Like Ayọ̀bámi Adébáyọ̀’s Stay with Me, Promises tells a love story from the dual perspectives of two lovers, giving us the chance to sympathize deeply with two sides of the same story—even in morally ambiguous areas. Both novels ask whether love is enough, especially when a country’s political upheavals, and the protagonists’ own desires and secrets, throw them off the expected course towards happily ever after.
Like Imbolo Mbue’s Behold the Dreamers, Promises exposes the dark underbelly of migration, showing the vast gap between the expectations and the everyday of African migrants to the global North. Both novels thematize the fictions that migrants find themselves caught up in and the heavy weight of their obligations, yet also their resourcefulness in making livingness in unexpected circumstances.
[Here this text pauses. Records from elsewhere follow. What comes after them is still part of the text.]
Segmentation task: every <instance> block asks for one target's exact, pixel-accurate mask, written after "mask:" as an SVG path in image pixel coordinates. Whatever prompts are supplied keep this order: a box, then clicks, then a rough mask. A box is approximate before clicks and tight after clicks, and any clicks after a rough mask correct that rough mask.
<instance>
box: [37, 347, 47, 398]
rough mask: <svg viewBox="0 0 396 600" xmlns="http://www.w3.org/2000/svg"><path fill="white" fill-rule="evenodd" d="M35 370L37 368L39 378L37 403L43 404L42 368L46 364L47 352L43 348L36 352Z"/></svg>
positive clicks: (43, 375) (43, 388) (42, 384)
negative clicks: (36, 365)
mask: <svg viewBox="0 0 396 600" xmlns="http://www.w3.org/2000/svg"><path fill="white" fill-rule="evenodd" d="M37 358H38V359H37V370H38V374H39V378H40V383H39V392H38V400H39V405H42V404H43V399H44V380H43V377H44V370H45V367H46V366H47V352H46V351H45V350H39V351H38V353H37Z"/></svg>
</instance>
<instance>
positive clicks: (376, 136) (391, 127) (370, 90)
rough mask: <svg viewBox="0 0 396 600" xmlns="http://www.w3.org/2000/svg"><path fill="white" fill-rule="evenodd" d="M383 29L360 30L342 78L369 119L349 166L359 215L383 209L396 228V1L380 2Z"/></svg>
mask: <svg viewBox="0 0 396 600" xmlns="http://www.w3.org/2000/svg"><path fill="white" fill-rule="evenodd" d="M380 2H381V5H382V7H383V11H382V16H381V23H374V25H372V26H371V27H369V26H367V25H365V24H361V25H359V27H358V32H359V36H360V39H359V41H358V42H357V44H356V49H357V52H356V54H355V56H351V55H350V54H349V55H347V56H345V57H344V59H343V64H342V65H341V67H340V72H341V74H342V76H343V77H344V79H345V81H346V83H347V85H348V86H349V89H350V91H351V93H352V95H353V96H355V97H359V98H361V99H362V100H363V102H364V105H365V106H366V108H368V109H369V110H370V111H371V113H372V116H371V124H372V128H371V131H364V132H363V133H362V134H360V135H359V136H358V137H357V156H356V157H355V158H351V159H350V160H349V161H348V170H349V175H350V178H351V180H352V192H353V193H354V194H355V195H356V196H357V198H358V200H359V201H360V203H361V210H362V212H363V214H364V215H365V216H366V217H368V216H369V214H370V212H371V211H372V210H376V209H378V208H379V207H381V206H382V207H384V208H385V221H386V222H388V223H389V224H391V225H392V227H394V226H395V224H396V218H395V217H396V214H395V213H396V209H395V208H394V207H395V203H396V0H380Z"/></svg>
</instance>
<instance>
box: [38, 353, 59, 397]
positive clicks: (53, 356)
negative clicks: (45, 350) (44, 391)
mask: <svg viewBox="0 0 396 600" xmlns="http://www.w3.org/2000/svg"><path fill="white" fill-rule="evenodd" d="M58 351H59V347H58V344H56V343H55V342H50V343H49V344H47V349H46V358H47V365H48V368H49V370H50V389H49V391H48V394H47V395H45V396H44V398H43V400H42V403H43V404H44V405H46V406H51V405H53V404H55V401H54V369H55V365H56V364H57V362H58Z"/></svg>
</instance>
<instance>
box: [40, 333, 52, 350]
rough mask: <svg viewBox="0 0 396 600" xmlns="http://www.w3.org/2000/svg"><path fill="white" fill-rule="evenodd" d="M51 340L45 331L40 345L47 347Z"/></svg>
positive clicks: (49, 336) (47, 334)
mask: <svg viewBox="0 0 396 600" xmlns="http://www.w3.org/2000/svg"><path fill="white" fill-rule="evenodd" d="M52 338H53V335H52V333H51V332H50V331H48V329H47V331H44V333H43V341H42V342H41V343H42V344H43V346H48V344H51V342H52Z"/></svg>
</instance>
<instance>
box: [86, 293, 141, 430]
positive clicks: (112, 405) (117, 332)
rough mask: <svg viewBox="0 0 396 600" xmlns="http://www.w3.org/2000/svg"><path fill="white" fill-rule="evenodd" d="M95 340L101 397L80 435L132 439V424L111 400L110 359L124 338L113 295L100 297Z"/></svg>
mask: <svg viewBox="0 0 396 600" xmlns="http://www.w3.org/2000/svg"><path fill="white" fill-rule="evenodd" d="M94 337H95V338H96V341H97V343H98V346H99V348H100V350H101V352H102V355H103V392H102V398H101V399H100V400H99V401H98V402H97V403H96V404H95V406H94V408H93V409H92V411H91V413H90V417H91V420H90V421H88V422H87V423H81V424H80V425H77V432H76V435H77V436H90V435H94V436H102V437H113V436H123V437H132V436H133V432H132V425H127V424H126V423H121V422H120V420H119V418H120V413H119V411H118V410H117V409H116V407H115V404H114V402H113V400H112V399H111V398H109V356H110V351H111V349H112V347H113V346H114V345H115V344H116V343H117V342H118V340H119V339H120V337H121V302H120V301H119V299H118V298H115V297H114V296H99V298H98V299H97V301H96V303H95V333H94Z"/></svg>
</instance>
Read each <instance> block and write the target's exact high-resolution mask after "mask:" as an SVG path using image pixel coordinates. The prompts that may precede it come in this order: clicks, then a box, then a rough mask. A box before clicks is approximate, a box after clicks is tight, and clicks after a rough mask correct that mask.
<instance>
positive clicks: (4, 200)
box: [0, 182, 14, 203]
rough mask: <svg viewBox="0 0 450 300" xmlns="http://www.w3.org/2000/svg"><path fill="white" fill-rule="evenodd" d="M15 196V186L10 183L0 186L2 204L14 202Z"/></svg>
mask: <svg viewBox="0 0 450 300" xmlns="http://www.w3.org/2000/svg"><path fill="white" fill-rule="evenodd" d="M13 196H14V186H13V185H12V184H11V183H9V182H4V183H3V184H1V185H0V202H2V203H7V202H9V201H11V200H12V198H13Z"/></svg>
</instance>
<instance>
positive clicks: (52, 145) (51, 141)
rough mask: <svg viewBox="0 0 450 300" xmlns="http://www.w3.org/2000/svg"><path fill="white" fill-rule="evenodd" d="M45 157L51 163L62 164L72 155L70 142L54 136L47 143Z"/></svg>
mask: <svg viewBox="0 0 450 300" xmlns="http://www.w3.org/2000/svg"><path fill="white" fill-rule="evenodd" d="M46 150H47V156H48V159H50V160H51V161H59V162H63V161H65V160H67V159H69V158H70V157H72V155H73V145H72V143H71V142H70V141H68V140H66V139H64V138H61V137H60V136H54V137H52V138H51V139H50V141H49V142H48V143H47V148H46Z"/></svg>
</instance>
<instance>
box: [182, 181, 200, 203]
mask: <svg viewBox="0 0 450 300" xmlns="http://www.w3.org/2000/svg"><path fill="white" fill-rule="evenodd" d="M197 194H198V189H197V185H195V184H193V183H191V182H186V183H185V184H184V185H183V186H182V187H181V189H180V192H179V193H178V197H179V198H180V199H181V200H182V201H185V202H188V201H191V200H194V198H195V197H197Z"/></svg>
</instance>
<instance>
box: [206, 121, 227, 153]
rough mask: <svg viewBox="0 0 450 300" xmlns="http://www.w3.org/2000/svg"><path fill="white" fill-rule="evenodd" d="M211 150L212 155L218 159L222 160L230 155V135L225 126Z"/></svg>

Like Jennifer Nansubuga Makumbi’s Let’s Tell This Story Properly, Promises gives a beautifully detailed picture of a Ugandan community in the UK, through a cast of intwined characters whose lives remain embedded in Uganda. Both novels, like Helon Habila’s Travelers, foreground how complex community networks mitigate the cultural clash between Africa and Europe.
Like in Abdulrazak Gurnah’s Admiring Silence, the migrant protagonists in Promises embellish their life stories to fit the expectations of their double communities: those they have left behind, and their new people in the UK. Both novels ask where the line between fiction and lies is drawn, especially when these embellished stories are collective held, and fueled by love.
Like Goretti Kyomuhendo’s own Whispers for Vera, Promises revels in family secrets, both large and small, and asks how these secrets impact the three big elements of self-fulfillment: love, community, and work. Both novels interrogate the tensions between romantic love and career, especially for successful women, and highlight the importance of friendships in bridging the two.